Today's options market carries a clear political edge. TSLA headlines are driven by California Governor Gavin Newsom's public jab at Elon Musk. He suggested Tesla and SpaceX "would be nothing" without the state. That kind of headline accelerates options activity. TSLA's expiry chain runs to 26 dates — with near-term weeklies packed out through June. Short interest sits at just 2.7% of free float. The options crowd is not betting on a squeeze. They are watching headlines.
Pharma is the sharper story today. JNJ received a new FDA approval for TREMFYA in psoriatic arthritis. Its options chain shows active interest through August, with short interest at a lean 0.9% of free float. Call-side pressure typically follows FDA approvals of this type.
PFE meanwhile sealed a partnership with Innovent to develop 12 new cancer treatments. Pfizer's options run through August 21. Short interest is 2.7% of free float. Availability is extremely high — over 7,600% of SI. Shorts are not crowded here, but the options market may be pricing in pipeline optionality.

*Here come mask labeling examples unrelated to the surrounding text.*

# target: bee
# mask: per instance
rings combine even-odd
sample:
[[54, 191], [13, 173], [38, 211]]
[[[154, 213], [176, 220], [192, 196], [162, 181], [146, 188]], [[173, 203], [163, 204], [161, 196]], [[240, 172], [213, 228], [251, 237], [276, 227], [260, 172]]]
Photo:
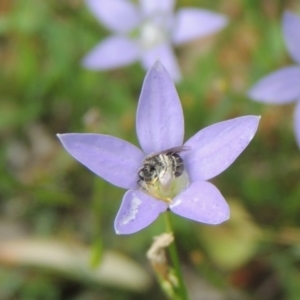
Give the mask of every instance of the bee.
[[179, 153], [186, 150], [189, 148], [181, 146], [146, 156], [138, 171], [138, 185], [149, 192], [157, 183], [162, 186], [170, 184], [172, 179], [184, 172], [184, 162]]

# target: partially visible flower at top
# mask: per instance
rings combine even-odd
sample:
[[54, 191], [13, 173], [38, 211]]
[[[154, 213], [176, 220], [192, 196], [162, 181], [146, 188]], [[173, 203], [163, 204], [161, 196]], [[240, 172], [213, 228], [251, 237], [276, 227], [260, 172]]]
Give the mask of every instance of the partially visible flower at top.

NVDA maintains the longest options calendar of any name tracked today. Expiries extend to September 2026. Its $5.1 trillion market cap and 1.3% SI make it a low-conviction short. The September expiry signals traders are hedging multi-month positions around AI capex cycles.
WYNN made CNBC's final trades segment — a signal of near-term options interest from retail flow desks. Wynn options are thinner but directional bets around gaming revenue remain active.
This article is not financial advice.
ORTEX Market Intelligence content is generated by AI from a snapshot of ORTEX's proprietary data. Content is informational only and does not constitute investment advice.